Seeing double: siblings diagnosed with same rare disease
Genetic link leads scientists to make new immunology discovery
It all started with a fever. For two months, ten-year-old Thomas Trinh’s temperature kept rising and falling, his body ached and his face was swollen. Then in January 2015, his mother, Year Ny Khut, had a feeling that something was very wrong. She brought him to the Emergency department (ED) at the Montreal Children’s Hospital (MCH) where a doctor noticed a few small bruises on his back, arms and legs. “The bruises were so small, they were about the size of a small fingernail,” recalls King Trinh, Thomas’s father. The hospital ran a few tests and confirmed the worst: Thomas was suffering from a type of lymphoma.
A very rare disease
Lymphoma is a form of cancer that affects the body’s lymphocytes, an infection-fighting group of cells found in the immune system. The disease causes lymphocytes to change and grow out of control; but Thomas was showing signs of an even rarer condition. “It took the team about a month to diagnose him and figure out the appropriate treatment,” says Year Ny. “His doctors said they had only seen two of these cases in their entire career.” Thomas was diagnosed with subcutaneous panniculitis-like T-cell lymphoma.
“It was a complete shock to us,” says Year Ny. “Nobody in our family had ever had cancer. Could we cure him?” By this point, Thomas’s face was so swollen he could barely open his eyes, but his chemotherapy treatments were not working. The MCH oncology team suggested a bone marrow transplant. The entire family was tested and Thomas’s older brother, Brandon, ended up being a perfect match. The transplant was a success and Thomas slowly started to feel like himself again. “We were so happy to be able to put all this behind us,” says Year Ny. Sadly, that feeling was short-lived.
History repeating itself
A year after Thomas was diagnosed, his younger sister, Meagan, started to complain about a swollen eye. “One of her eyes was red and puffy, but we didn’t think it was anything serious. We brought her to the ophthalmologist for some eye drops,” says her father. Then a month later, Meagan’s temperature started to fluctuate and she noticed something peculiar on her leg – a small bruise. “My heart sunk when she showed it to me,” recalls Year Ny. “It looked exactly the same as the ones Thomas had. I couldn’t believe it.” The family insisted doctors perform a biopsy on Meagan, and shockingly, they received the same diagnosis: subcutaeous panniculitis-like T-cell lymphoma.

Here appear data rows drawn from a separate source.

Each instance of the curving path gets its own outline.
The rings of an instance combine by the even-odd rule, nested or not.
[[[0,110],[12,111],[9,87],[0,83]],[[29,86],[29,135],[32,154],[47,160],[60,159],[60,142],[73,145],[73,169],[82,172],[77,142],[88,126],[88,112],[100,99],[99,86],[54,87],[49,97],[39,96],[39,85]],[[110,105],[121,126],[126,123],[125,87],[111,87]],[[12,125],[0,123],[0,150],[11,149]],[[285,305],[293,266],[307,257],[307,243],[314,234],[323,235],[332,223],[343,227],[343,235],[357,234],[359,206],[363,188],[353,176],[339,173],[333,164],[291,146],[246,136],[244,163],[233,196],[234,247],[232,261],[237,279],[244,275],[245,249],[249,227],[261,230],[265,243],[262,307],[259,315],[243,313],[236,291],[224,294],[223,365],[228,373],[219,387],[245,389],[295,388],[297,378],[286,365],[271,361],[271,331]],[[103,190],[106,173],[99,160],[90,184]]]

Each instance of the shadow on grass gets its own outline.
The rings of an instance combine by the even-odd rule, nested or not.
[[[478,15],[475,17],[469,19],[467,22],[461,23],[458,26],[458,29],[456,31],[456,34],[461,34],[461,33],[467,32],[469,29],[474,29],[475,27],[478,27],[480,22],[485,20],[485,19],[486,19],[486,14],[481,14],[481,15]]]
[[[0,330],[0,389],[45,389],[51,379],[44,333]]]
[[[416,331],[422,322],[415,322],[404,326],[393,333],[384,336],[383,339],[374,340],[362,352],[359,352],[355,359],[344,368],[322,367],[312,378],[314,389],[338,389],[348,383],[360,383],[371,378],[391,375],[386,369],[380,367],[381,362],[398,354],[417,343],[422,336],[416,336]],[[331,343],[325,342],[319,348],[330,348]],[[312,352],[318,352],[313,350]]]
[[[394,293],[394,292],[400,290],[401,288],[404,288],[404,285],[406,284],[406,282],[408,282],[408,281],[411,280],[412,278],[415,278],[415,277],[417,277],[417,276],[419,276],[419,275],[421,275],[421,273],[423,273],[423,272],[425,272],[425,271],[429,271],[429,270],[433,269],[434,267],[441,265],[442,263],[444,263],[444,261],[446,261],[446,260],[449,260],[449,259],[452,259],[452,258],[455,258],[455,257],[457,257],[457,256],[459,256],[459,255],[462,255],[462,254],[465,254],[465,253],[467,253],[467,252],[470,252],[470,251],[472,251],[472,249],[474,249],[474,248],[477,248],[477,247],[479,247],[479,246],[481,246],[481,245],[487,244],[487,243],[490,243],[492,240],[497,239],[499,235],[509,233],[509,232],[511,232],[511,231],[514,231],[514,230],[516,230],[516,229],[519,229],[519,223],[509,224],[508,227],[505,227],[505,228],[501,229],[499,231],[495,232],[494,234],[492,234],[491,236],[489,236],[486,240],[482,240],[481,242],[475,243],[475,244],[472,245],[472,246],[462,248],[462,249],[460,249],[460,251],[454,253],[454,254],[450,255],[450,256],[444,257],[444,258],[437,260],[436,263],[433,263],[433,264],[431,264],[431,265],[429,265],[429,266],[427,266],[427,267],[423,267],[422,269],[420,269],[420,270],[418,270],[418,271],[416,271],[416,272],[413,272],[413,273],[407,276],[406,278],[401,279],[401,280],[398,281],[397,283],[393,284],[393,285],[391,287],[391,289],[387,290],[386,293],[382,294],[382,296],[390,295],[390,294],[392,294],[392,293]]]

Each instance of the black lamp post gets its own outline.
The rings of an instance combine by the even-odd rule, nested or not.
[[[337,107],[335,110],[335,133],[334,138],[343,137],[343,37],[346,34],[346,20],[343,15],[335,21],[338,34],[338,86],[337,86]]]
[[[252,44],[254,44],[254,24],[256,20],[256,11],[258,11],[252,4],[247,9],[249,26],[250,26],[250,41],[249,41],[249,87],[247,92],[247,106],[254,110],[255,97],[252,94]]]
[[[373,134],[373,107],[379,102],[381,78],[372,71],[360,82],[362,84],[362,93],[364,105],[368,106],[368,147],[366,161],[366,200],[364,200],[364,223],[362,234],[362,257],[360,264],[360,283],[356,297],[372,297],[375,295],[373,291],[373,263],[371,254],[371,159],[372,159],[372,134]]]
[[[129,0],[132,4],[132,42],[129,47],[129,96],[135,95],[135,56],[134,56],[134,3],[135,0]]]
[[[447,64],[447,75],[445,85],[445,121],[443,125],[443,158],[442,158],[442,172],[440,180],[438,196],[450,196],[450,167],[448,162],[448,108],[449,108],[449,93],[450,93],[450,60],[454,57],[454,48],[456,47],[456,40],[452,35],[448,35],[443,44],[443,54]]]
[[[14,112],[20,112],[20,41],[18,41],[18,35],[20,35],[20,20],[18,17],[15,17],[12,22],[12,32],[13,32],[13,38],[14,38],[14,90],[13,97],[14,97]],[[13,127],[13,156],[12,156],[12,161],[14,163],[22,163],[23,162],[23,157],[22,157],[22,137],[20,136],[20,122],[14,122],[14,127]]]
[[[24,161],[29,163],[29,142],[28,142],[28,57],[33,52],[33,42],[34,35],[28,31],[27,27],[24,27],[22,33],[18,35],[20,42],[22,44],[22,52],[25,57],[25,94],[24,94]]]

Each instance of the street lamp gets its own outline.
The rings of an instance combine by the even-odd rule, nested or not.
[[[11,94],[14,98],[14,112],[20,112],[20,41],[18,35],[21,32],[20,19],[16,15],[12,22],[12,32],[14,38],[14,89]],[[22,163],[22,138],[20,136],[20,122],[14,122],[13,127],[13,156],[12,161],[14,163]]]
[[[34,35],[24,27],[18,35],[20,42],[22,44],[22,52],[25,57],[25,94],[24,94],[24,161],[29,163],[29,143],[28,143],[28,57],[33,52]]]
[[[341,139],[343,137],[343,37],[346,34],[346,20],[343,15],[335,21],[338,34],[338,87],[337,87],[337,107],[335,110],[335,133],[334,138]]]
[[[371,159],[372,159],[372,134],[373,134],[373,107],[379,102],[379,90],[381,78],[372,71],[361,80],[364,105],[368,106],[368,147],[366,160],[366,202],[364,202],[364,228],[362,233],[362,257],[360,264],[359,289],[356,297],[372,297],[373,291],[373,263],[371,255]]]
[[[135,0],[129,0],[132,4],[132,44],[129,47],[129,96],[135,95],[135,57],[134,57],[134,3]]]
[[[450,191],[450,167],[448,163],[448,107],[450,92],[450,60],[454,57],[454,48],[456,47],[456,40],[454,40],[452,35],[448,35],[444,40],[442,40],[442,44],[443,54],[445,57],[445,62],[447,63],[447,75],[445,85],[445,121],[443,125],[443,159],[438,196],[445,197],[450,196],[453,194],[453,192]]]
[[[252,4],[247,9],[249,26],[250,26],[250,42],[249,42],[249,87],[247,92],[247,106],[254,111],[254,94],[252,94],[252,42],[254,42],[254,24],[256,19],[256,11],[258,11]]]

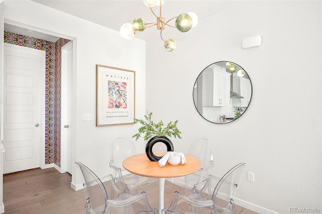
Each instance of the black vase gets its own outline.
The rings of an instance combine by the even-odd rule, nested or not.
[[[147,158],[151,161],[157,161],[160,160],[163,156],[158,157],[153,153],[152,148],[156,143],[161,142],[167,146],[167,151],[168,152],[173,152],[173,144],[172,142],[167,137],[155,136],[151,138],[146,143],[145,146],[145,153]]]

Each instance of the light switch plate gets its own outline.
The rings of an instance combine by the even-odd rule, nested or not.
[[[261,36],[255,36],[246,38],[243,40],[242,47],[244,49],[260,46],[262,44]]]
[[[89,121],[92,120],[92,114],[83,113],[82,115],[82,120],[83,121]]]

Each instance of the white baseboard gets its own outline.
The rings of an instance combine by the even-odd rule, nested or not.
[[[247,209],[250,209],[254,212],[261,214],[280,214],[274,211],[271,210],[265,207],[262,207],[254,203],[250,203],[244,200],[239,198],[234,198],[233,199],[234,203],[238,206],[242,206]]]
[[[80,183],[79,184],[75,184],[72,182],[70,182],[70,187],[72,189],[75,191],[78,191],[80,189],[83,189],[84,188],[83,186],[83,183]]]
[[[1,201],[1,205],[0,206],[0,213],[3,213],[5,212],[5,204],[4,204],[4,202]]]
[[[227,198],[227,195],[218,192],[217,193],[216,196],[219,198],[224,199]],[[252,211],[254,211],[254,212],[256,212],[259,213],[280,214],[278,212],[276,212],[274,211],[271,210],[265,207],[263,207],[258,205],[254,204],[254,203],[250,203],[249,202],[246,201],[244,200],[242,200],[236,197],[235,197],[233,199],[233,202],[235,205],[238,205],[239,206],[242,206],[243,207],[246,208],[248,209],[249,209]]]
[[[48,169],[48,168],[52,168],[54,167],[53,163],[50,163],[49,164],[44,164],[40,167],[41,169]]]

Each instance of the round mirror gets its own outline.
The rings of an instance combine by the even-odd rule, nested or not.
[[[245,113],[252,90],[251,79],[241,66],[229,61],[217,62],[205,68],[197,78],[193,101],[205,119],[226,124]]]

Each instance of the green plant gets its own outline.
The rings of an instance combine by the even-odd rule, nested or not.
[[[241,108],[237,108],[236,109],[236,111],[234,111],[233,112],[235,113],[235,117],[233,118],[234,120],[236,120],[239,117],[242,115],[242,113],[244,112],[244,110]]]
[[[152,120],[151,112],[146,112],[144,115],[144,119],[134,119],[134,124],[140,124],[142,126],[138,129],[138,133],[135,134],[132,138],[135,138],[135,140],[137,140],[141,134],[144,134],[143,137],[144,140],[147,140],[152,137],[174,137],[175,138],[181,138],[180,134],[182,133],[177,127],[178,121],[170,122],[166,127],[164,127],[164,124],[162,121],[157,123],[154,123]]]

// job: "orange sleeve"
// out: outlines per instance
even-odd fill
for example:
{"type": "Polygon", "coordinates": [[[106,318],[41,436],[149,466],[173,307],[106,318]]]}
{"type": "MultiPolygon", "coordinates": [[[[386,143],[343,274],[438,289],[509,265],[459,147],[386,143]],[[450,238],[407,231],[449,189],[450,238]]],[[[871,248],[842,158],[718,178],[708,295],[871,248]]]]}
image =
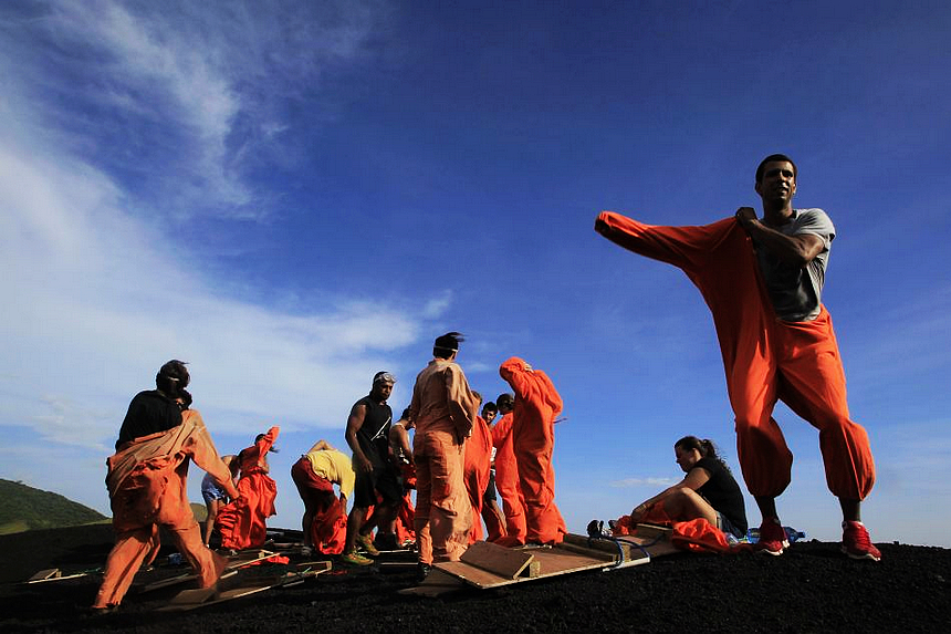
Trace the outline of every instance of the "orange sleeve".
{"type": "Polygon", "coordinates": [[[536,370],[535,374],[541,380],[542,385],[545,387],[544,398],[547,401],[548,405],[552,406],[552,413],[554,416],[557,416],[562,413],[564,408],[564,403],[562,403],[562,395],[558,394],[558,391],[555,389],[555,384],[552,383],[552,380],[548,378],[548,375],[542,372],[541,370],[536,370]]]}
{"type": "Polygon", "coordinates": [[[456,430],[463,437],[469,436],[478,415],[477,409],[479,405],[476,396],[472,394],[472,389],[469,387],[469,382],[466,380],[466,375],[462,374],[461,367],[452,363],[443,372],[446,401],[447,405],[449,405],[449,412],[456,425],[456,430]]]}
{"type": "Polygon", "coordinates": [[[492,446],[497,449],[501,447],[505,439],[509,437],[509,434],[512,433],[512,422],[514,420],[512,413],[505,414],[502,416],[502,419],[495,423],[492,427],[492,446]]]}
{"type": "Polygon", "coordinates": [[[234,482],[231,481],[231,470],[221,461],[201,414],[197,409],[186,409],[184,416],[195,425],[192,436],[195,441],[188,444],[191,459],[199,468],[215,478],[215,481],[224,489],[229,498],[237,499],[239,493],[238,489],[234,488],[234,482]]]}
{"type": "Polygon", "coordinates": [[[268,429],[268,433],[264,434],[264,437],[254,443],[258,447],[258,458],[267,454],[271,450],[271,446],[274,444],[274,440],[278,439],[278,435],[281,433],[281,428],[278,426],[271,427],[268,429]]]}
{"type": "Polygon", "coordinates": [[[525,376],[526,373],[525,361],[518,356],[506,358],[499,366],[499,375],[512,386],[520,398],[525,398],[531,388],[529,378],[525,376]]]}
{"type": "Polygon", "coordinates": [[[602,211],[595,220],[595,231],[615,245],[687,272],[703,267],[707,254],[735,226],[734,218],[724,218],[699,227],[662,227],[645,225],[614,211],[602,211]]]}

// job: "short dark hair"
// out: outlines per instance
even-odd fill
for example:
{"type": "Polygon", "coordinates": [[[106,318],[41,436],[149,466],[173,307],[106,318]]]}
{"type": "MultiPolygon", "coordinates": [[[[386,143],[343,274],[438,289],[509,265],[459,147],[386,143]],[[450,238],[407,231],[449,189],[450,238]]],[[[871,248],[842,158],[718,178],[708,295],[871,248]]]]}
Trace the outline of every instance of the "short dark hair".
{"type": "Polygon", "coordinates": [[[727,465],[727,460],[720,456],[720,453],[717,450],[717,445],[713,444],[713,440],[709,438],[703,438],[702,440],[697,436],[684,436],[680,440],[673,444],[673,448],[680,447],[681,449],[687,449],[688,451],[691,449],[697,449],[700,451],[701,458],[713,458],[725,468],[728,471],[730,467],[727,465]]]}
{"type": "Polygon", "coordinates": [[[188,387],[188,382],[191,380],[185,365],[184,361],[177,358],[166,362],[155,375],[155,386],[171,398],[178,396],[179,391],[188,387]]]}
{"type": "Polygon", "coordinates": [[[436,337],[432,344],[432,356],[436,358],[449,358],[453,352],[459,352],[459,344],[466,341],[461,332],[447,332],[436,337]]]}
{"type": "Polygon", "coordinates": [[[781,163],[783,160],[787,162],[790,165],[793,166],[793,178],[798,176],[798,168],[796,168],[796,164],[793,163],[792,158],[790,158],[785,154],[771,154],[770,156],[764,158],[760,163],[760,166],[756,168],[756,183],[759,184],[763,180],[763,172],[766,169],[767,163],[781,163]]]}

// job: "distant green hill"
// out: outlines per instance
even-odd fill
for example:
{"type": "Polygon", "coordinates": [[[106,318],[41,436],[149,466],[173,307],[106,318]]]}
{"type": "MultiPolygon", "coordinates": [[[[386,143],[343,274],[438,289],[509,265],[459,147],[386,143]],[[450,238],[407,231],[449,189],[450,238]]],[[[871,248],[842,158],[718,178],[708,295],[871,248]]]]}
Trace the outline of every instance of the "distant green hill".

“How was it possible that this rare disease could affect two people in the same family, in the same year?” asks King. “Why was this happening to us and more importantly, why was it happening to them?” Pediatric hemato-oncologists, Drs. Sharon Abish and David Mitchell, began to suspect that the condition could be genetic. They contacted their colleague, Dr. Nada Jabado, a hemato-oncologist at the Children’s and researcher at the Research Institute of the McGill University Health Centre. It was soon discovered that both Year Ny and King both carried a mutation in a gene called HAVCR2. As carriers they had no symptoms. However, they had both passed the mutation down to Thomas and Meagan, but not to their son Brandon.
New immunology discovery
Researchers confirmed that the mutation was preventing a protein, called TIM-3, from working properly. TIM-3 is an important protein because it helps regulate the immune system and stops it from going into overdrive. When the protein is suppressed or inactive, the immune system becomes completely “unleashed” and T cells are uncontrollably over-activated, resulting in this rare form of lymphoma.
When Dr. Jabado began discussing this case with colleagues in Australia and France, they realized that they too had similar cases of patients with the same mutation, most of whom seemed to be of East Asian or Polynesian descent. They also identified another mutation on the same gene in patients of European origin. In all, 17 pediatric and adult cases were identified and the findings were published in Nature Genetics, a scientific publication.
Most lymphoma cases are treated like cancers, when in reality they may often be intensified responses of the immune system. “We’re now looking into using TIM-3 as a target to trigger enhanced immune responses in patients with cancer,” says Dr. Jabado. “We hope this will provide much better results and fewer side effects than cytotoxic chemotherapy.”
Researchers are now trying to see if patients with autoimmune diseases such as lupus—a disease where the immune system turns against the body itself—may have some TIM-3 dysfunction. This could potentially lead to more effective treatments for various types of cancers, infectious diseases such as HIV, perhaps even malaria, as well as Multiple Sclerosis.
“Our family has been through a lot over the last few years, but we’re glad these findings will help so many other people,” says King. “This all happened for a reason.”